程序代写代做代考 clock c++ cache mips assembly ECE 510: Foundations of Computer Engineering

ECE 510: Foundations of Computer Engineering
Project 3
MIPS Simulator
This assignment will give you experience in programming in C++ and the operation of a MIPS pipelined processor. Further, you will gain insight into how multiple events that occur in parallel can be simulated using a sequential machine.
1. Problem Statement
This assignment requires a simple 5 stage pipelined machine to be simulated. The simulator should be capable of implementing the MIPS architecture on a cycle by cycle basis. The simulator must be cycle accurate with respect to contents of the registers, but need not be faithful to other hardware details such as control signals. The output of the simulator, in addition to the register contents and latch values should include the utilization factor of each functional unit and the total time in cycles to execute a set of instructions. Implement the simulator according to the specifications described below in C++. Submit the code, simulation results and a project description write-up.
1.1 Instructions to be implemented
The simulator should implement the following instructions: add, sub, addi, mul, lw, sw, beq, lui, and, andi, or, ori, sll, srl, slti, and sltiu. Note that these instructions operate integer instructions only. The MIPS instruction format can be used for all instructions except mul. Assume the syntax for mul is mul $a,$b,$c, meaning that we multiply the contents of $b and $c, the least significant 32 bits of results are placed in register $a and the most significant 32-bits of the result will be stored in register $(a+1). For example, mul $t0, $t8, $t9 will store lower 32-bits of the product of $t8 * $t9 in register $t0 and the upper 32-bits of the product in register $t1 (Hint: See MIPS green sheet instructions summary for registers numbering).
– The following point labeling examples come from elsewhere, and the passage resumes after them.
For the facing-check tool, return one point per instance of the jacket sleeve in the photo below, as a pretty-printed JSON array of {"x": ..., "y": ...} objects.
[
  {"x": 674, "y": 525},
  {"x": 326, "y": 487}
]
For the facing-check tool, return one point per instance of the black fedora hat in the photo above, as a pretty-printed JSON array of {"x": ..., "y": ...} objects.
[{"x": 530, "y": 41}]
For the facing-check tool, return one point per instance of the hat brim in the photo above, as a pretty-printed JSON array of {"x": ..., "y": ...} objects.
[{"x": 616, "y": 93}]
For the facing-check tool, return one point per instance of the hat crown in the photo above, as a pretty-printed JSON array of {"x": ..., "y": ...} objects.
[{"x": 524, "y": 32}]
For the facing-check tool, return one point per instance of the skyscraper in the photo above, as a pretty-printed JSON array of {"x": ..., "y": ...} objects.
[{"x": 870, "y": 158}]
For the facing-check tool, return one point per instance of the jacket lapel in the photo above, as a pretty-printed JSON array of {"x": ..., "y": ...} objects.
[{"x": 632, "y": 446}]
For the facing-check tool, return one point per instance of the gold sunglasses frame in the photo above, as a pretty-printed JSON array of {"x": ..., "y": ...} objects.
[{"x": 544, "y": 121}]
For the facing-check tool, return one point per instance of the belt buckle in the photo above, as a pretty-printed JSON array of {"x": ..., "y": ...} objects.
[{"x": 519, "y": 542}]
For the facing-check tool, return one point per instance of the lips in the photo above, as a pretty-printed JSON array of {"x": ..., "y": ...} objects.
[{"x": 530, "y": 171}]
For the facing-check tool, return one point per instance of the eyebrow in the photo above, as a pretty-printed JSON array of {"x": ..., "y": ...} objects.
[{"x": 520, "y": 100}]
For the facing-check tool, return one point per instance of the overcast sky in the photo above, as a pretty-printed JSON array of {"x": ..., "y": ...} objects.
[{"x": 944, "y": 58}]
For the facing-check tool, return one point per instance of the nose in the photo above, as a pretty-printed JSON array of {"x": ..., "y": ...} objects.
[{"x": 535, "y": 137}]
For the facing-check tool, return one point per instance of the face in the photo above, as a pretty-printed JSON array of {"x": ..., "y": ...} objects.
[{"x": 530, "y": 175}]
This is different from the mult instruction in MIPS. Assume the opcode and function code for mul to be same as that of mult.
1.2 Inputs to the simulator
1) MIPS machine code as a text file: Convert the assembly level instructions to machine level by using https://www.eg.bucknell.edu/~csci320/mips_web/ or http://www.kurtm.net/mipsasm/
2) A query to the user to select between instruction or cycle mode
• Instruction mode: To observe execution of the program instruction by instruction
• Cycle mode: To observe execution of the program cycle by cycle
3) A query to the user to select the number of instructions or cycles (depending on the choice made in the previous query) to be executed.

4) After executing the number of instructions or cycles entered initially by the user, a third query to the user to choose to continue execution or not.
• If yes, Repeat from step 3
• If no, exit the execution and display the results
1.3 Memory, Registers and PC
The memory is one word wide and 2K bytes in size. There are physically separate instruction and data memories for the instruction and data. Data memory is initialized to 0 at the beginning of each simulation run. There is no cache in this machine.
There are 32 registers; register 0 is hardwired to 0. In addition, there is a Program Counter (PC). PC should start execution by fetching the instruction stored in the location to which it is initialized.
1.4 CPU
The pipelined MIPS processor has 5 stages: IF, ID, EX, MEM, WB. There are pipeline registers between the stages: IF/ID, ID/EX, EX/MEM, MEM/WB. Assume the pipeline registers to contain following latches:
• IF/ID : IR, NPC
• ID/EX:IR,NPC,A,B,Imm
• EX/MEM : IR, B, ALUOutput , cond
• MEM/WB : IR, ALUOutput, LMD
1.5 Output of the simulator
In addition to displaying the register contents and latch values after the execution of each cycle/instruction, it should output the following statistics
• Utilization of each stage. Utilization is the fraction of cycles for which the stage is doing useful work. Just waiting for a structural, control, or data hazard to clear in front of it does not constitute useful work.
• Total time (in CPU cycles) taken to execute the MIPS program on the simulated machine. (This is NOT the time taken to execute the simulation; it is the time taken by the machine being simulated.)
1.6 Dealing with branches
The processor does not implement branch prediction. When the ID stage detects a branch, it asks the IF stage to stop fetching and flushes the IF_ID latch (inserts NOP). When the EX stage resolves the branch, IF is allowed to resume instruction fetch depending on the branch outcome.

1.7 Other remarks
• No interrupts.
• Does not support out of order execution
• Does not support data forwarding
• Assume register writes are completed in the first half of clock cycle and register reads
are carried out in the second half.
• All data, structural and control hazards must be taken into account.
• Branches are resolved in the EX stage.
2. Way to approach (Suggestion)
Start by figuring out how to implement the Pipeline registers (use of class is recommended), the 5 stages of the pipeline, instruction and data memory, 32 registers and PC. Think of how the execution of 5 stages of the pipeline (which is a parallel operation) could be done in C++ (where instructions are executed sequentially). Figure out a way to account for data, structural and control hazards. Finally think of how the utilization and total time to execute the program can be measured.